Passeggiando per Roma, il futuro scultore prende atto che tra le meravigliose fontane che ornano le piazze della città ve n’è una, in piazza Navona, opera dello stesso Bernini, l’autore di quel gruppo scultoreo «che non avrei mai pensato potesse venir fuori dalle mani di un uomo».
Dopo aver trascorso diversi anni a Firenze e Monza, il ritorno nella capitale segna la presa di coscienza definitiva dell’amore per l’arte del Seicento e l’avvio di una ricerca sulle tecnica e i materiali.
Schizzi di Spadini dell’Apollo e Dafne di Bernini (L’Urbe gennaio-febbraio 1951) e l’opera alla Galleria Borghese di Roma
Ritornato a Roma vi trovai le piazze con le fontane, le rocce e i tronchi scolpiti; mi si riaccese la passione per il Barocco, la stessa passione di quando ero ragazzo; ma non avevo ancora il coraggio di pensare ad una statua o ad una decorazione che si muovesse e che fosse investita dal vento.
Il tempo della ceramica
La soluzione è infine la ceramica. Nel biennio 1949-50 Spadini è vincitore di concorso grazie a delle repliche in ceramica della Fontana del Tritone e dell’Elefantino della Minerva, osannate creazioni, non serve dirlo, di Bernini. Più in generale, dall’orizzonte estetico barocco, Mimmo attinge per una pluralità di iconografie. Le sue ceramiche pullulano di obelischi, cardinali, mori, ninfe. A dominare sono il mondo animale e il tema della metamorfosi. C’è però spazio anche per le maschere e per i personaggi del teatro, allargando di fatto il fronte d’interesse verso il Settecento veneziano e in particolare ai Tiepolo.
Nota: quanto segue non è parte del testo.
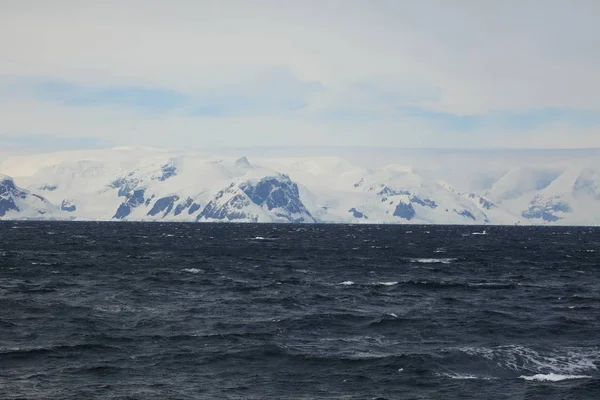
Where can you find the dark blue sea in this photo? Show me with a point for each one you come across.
(246, 311)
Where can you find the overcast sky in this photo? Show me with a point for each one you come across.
(203, 74)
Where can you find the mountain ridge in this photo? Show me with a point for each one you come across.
(147, 185)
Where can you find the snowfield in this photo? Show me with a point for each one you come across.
(135, 184)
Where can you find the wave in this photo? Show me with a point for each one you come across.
(521, 360)
(432, 260)
(553, 377)
(192, 270)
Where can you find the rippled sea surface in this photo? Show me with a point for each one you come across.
(224, 311)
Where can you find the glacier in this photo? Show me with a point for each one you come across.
(403, 187)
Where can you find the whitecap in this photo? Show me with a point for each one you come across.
(464, 376)
(432, 260)
(553, 377)
(192, 270)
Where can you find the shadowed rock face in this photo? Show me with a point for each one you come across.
(545, 210)
(405, 211)
(67, 206)
(134, 200)
(230, 210)
(8, 192)
(277, 194)
(423, 202)
(163, 205)
(466, 214)
(194, 208)
(167, 171)
(182, 206)
(357, 214)
(11, 195)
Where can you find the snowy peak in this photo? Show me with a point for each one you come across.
(140, 184)
(273, 197)
(19, 203)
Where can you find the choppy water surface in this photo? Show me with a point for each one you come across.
(209, 311)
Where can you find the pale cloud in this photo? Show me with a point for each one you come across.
(332, 72)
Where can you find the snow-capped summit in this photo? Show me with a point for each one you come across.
(19, 203)
(148, 184)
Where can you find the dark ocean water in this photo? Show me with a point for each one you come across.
(209, 311)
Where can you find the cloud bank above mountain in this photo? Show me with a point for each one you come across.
(203, 74)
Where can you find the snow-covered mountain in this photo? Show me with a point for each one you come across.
(144, 184)
(19, 203)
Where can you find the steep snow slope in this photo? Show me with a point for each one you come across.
(148, 184)
(19, 203)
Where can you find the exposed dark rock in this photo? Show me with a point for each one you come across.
(405, 211)
(357, 214)
(466, 214)
(194, 208)
(359, 183)
(134, 200)
(182, 206)
(545, 210)
(68, 206)
(167, 171)
(8, 192)
(423, 202)
(163, 205)
(387, 191)
(243, 163)
(125, 185)
(231, 210)
(277, 194)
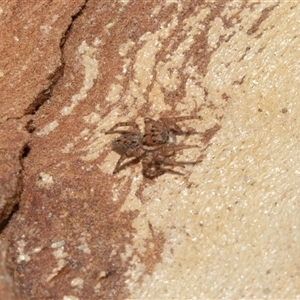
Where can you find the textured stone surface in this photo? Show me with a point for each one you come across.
(229, 227)
(8, 290)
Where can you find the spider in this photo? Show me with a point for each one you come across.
(154, 149)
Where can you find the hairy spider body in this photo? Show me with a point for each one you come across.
(154, 149)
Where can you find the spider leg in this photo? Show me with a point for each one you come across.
(171, 123)
(172, 148)
(128, 163)
(120, 124)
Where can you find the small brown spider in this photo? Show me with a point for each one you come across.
(154, 149)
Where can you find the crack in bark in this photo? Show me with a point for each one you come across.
(42, 97)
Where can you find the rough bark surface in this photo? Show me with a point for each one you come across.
(225, 228)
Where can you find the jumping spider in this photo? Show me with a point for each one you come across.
(154, 148)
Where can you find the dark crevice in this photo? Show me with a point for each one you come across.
(41, 98)
(46, 93)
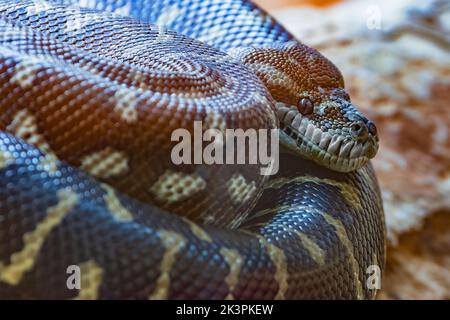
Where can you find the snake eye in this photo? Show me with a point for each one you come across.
(305, 106)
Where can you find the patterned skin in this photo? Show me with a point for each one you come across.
(103, 92)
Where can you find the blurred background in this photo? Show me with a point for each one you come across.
(395, 58)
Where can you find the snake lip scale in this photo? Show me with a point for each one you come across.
(90, 93)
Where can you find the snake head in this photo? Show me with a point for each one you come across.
(317, 118)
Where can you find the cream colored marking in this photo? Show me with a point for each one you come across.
(176, 186)
(168, 16)
(91, 279)
(343, 237)
(315, 252)
(49, 163)
(239, 189)
(79, 22)
(38, 6)
(115, 206)
(198, 231)
(106, 163)
(235, 262)
(215, 120)
(349, 192)
(24, 126)
(126, 104)
(279, 261)
(374, 263)
(173, 242)
(22, 261)
(5, 158)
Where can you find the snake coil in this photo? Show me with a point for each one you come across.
(90, 94)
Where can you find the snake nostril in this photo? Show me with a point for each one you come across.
(359, 130)
(372, 128)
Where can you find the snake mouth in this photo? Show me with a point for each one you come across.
(335, 151)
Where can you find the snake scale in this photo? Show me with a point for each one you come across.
(90, 93)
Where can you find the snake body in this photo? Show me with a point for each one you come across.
(90, 94)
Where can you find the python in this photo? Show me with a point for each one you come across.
(227, 146)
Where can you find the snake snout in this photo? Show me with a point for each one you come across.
(360, 131)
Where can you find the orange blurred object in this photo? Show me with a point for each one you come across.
(277, 4)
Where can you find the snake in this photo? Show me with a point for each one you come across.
(93, 95)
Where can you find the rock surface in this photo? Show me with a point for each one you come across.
(395, 58)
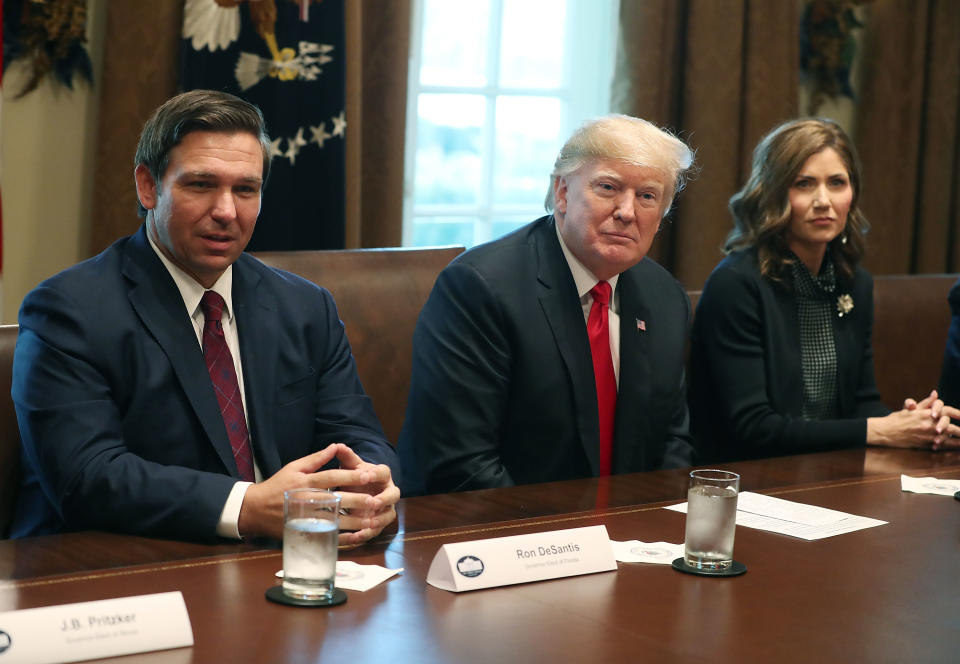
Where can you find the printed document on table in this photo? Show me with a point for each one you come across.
(786, 517)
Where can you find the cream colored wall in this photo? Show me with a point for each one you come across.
(47, 145)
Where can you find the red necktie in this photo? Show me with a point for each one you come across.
(219, 362)
(598, 329)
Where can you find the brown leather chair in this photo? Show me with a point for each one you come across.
(9, 432)
(911, 317)
(379, 294)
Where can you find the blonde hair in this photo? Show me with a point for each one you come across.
(632, 140)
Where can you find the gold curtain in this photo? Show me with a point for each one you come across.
(141, 62)
(908, 135)
(721, 73)
(378, 47)
(140, 72)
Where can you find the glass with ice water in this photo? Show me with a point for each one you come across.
(711, 519)
(311, 522)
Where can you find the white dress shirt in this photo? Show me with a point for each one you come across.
(585, 281)
(192, 292)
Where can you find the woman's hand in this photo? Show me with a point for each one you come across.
(925, 424)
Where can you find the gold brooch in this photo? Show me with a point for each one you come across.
(844, 304)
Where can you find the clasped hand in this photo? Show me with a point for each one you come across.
(919, 424)
(367, 495)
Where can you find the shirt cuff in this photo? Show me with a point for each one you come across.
(229, 525)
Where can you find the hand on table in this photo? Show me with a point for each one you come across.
(924, 424)
(262, 511)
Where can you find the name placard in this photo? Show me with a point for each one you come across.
(92, 630)
(504, 561)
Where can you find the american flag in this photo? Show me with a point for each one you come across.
(287, 57)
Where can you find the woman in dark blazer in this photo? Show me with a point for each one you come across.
(781, 359)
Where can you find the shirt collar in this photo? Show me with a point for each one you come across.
(191, 290)
(582, 276)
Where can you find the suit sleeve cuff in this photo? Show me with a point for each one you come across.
(229, 525)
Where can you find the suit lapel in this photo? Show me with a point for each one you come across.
(634, 390)
(560, 303)
(258, 329)
(157, 301)
(786, 344)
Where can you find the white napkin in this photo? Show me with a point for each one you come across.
(635, 551)
(929, 485)
(353, 576)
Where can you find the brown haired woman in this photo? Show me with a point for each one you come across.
(781, 359)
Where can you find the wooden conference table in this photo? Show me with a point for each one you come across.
(884, 594)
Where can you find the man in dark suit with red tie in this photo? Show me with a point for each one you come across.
(557, 352)
(175, 386)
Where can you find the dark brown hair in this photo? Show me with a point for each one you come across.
(196, 110)
(761, 210)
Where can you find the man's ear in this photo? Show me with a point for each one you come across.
(560, 194)
(146, 186)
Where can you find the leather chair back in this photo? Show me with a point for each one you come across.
(379, 295)
(911, 318)
(9, 432)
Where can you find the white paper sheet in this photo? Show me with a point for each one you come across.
(786, 517)
(929, 485)
(635, 551)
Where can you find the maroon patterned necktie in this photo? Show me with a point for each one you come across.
(598, 330)
(219, 362)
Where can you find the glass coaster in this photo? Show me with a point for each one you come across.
(736, 569)
(276, 594)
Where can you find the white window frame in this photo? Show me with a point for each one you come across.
(583, 94)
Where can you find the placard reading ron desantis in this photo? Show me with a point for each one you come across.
(504, 561)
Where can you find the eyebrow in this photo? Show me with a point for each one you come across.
(839, 174)
(207, 175)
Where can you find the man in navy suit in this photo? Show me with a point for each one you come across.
(522, 371)
(123, 426)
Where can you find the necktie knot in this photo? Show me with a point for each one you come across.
(212, 305)
(601, 293)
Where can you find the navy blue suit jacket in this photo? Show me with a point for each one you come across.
(503, 390)
(120, 424)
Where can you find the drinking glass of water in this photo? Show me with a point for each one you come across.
(311, 523)
(711, 519)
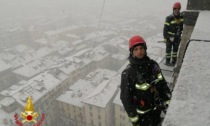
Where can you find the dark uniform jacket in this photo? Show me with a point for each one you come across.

Ricorrente è la tematica del Tempo, che affronterà poi nella sua declinazione più giocosa nel grande orologio installato nello zoo di Central Park a New York. Del tutto diverso è il Tempo in associazione alla Morte che domina soprattutto il periodo che segue i terribili anni del secondo conflitto mondiale. “La morte scopre il tempo e non vede che nel tempo c’è già la morte”, così scrive in un suo disegno. È la Vanitas seicentesca, il malinconico meditare sulla caducità della vita.
Rispetto al marmo, la materia della ceramica sembra dunque più adatta a dare corpo a queste rinnovate riflessioni sulla mutevolezza della realtà e sull’inesorabile trascorrere del tempo. E, d’altronde, come recentemente messo ben in luce, una «brezza barocca» soffia in generale sulla ceramica nei decenni centrali del Novecento: ne sono altrettanto viva testimonianza le opere di Lucio Fontana, Leoncillo Leonardi e Fausto Melotti.